Степун - Ермолова и Комиссаржевская
.docФ[едор] А[вгустович] Степун. Портреты. СПб. Издательство Русского Христианского гуманитарного института. 1999.437 с.
В. Ф. КОМИССАРЖЕВСКАЯ И М. Н.ЕРМОЛОВА
Уже много лет прошло с тех пор, как я впервые смотрел гастролировавшую тогда в Москве В. Ф. Комиссаржевскую. Года четыре — как я видел ее в последний раз. Впечатление, оставшееся у меня и от первого, и от последнего спектакля, а также и от промежуточных, впечатление громадное, существенно новое, определенно яркое, а в сумме и в результате прежде всего бесконечно сложное, — живо и поныне.
Вычертить словами это чувство «бесконечной сложности» крайне трудно; и трудно вот почему. Всякое слово есть оформление стоящего за ним переживания. Рождаясь, оно самочинно рождает сложные следствия, но одновременно и упрощает породивший его факт переживания. Построяя в словах какую-нибудь тайну своего переживания, я в то же время неминуемо упраздняю ее последний смысл и последнюю глубину.

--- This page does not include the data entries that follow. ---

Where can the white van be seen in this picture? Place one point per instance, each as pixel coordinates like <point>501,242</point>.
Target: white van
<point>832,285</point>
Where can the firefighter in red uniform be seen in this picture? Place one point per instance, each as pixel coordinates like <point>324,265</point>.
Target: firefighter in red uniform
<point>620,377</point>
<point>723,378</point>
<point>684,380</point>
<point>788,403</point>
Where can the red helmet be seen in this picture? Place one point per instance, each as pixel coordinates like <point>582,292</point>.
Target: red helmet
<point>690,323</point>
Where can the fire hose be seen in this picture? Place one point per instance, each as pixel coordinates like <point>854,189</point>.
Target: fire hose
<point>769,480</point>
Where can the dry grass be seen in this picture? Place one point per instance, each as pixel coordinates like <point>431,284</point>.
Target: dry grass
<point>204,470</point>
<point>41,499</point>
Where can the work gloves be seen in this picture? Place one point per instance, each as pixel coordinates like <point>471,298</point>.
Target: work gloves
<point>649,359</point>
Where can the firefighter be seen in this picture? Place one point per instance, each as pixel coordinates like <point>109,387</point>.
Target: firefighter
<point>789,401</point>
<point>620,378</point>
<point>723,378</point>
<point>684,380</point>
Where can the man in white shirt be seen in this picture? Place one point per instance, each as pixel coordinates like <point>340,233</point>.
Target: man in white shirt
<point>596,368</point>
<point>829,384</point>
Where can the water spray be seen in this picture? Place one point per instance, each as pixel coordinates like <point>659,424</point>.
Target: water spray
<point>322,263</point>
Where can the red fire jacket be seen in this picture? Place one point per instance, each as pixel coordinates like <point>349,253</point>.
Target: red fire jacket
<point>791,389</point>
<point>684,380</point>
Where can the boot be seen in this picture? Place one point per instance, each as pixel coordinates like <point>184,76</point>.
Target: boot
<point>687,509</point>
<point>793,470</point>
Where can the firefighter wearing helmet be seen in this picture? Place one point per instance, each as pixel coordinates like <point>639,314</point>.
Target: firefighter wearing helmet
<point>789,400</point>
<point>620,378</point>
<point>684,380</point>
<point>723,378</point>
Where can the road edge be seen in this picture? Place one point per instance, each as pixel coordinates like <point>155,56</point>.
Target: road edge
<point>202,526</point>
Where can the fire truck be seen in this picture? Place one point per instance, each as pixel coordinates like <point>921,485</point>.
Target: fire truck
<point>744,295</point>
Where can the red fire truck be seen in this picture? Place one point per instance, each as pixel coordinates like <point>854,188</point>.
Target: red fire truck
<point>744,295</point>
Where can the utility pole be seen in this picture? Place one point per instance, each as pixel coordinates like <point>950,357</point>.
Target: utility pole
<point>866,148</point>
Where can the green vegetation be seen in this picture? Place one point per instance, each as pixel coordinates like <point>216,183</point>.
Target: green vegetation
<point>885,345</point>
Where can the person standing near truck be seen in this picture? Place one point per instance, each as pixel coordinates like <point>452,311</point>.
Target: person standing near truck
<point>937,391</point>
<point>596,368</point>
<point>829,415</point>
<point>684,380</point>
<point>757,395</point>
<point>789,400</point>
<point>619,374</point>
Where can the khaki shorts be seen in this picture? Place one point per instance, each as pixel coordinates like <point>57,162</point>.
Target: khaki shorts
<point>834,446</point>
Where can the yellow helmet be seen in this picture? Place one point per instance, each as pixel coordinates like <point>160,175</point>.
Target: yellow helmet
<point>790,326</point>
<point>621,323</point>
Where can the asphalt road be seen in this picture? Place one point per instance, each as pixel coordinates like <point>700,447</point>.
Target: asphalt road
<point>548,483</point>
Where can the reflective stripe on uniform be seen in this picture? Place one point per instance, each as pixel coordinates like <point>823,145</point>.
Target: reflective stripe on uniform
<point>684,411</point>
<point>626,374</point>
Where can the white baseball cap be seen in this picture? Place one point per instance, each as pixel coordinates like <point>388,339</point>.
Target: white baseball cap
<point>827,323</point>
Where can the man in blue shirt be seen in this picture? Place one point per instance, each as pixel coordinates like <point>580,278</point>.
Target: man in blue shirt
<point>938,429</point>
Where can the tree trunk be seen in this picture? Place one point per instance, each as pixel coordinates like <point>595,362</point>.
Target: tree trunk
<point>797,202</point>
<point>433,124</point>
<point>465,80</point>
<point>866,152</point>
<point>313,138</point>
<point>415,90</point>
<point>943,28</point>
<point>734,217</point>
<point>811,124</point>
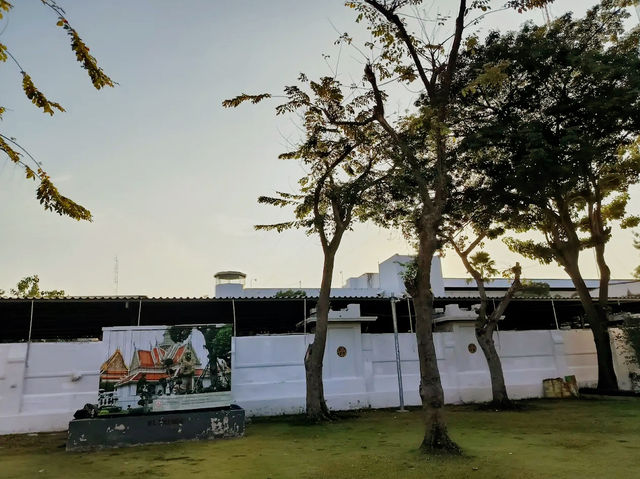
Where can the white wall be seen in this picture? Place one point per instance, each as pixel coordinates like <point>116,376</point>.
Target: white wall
<point>268,373</point>
<point>43,384</point>
<point>41,392</point>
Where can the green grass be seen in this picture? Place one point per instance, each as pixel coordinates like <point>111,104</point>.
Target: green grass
<point>548,439</point>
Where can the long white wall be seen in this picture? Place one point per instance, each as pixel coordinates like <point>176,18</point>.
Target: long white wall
<point>268,375</point>
<point>43,384</point>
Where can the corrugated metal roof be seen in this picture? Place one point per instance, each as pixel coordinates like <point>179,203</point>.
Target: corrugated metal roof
<point>270,298</point>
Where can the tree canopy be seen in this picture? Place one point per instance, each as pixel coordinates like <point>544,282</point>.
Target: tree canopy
<point>549,123</point>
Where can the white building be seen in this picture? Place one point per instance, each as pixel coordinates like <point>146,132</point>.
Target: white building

Все это пишу лишь к тому, чтобы сказать, что, стараясь в дальнейшем вскрыть «бесконечную сложность» игры В. Ф. Комиссаржевской, я отнюдь не притязаю на то, чтобы сообщить тем, кто в свое время не пережил гипноза игры Комиссаржевской, это совершенно особое и ни с чем несравнимое переживание. Моя задача совершенно иная: я не задаюсь целью изобразить все многообразно-сложное исполнение о. Ф. Комиссаржевской, я хочу лишь теоретически поставить проблему этой сложности. Иррациональная глубина сценического творчества есть всегда загадка, которая разгадывает нам душу и мир лишь постольку, поскольку мы ее непосредственно переживаем; но проблема иррациональности в исполнении актера есть нечто совершенно иное: ее необходимо ставить, необходимо и решать.
104
То, что прежде всего ощущалось в игре Комиссаржевской, это чрезвычайное своеобразие ее исполнения. Прекрасное этого исполнения чем-то существенно отличалось от того, к чему нас приучило классическое искусство, наиболее совершенной представительницей которого у нас в России является М. Н. Ермолова2.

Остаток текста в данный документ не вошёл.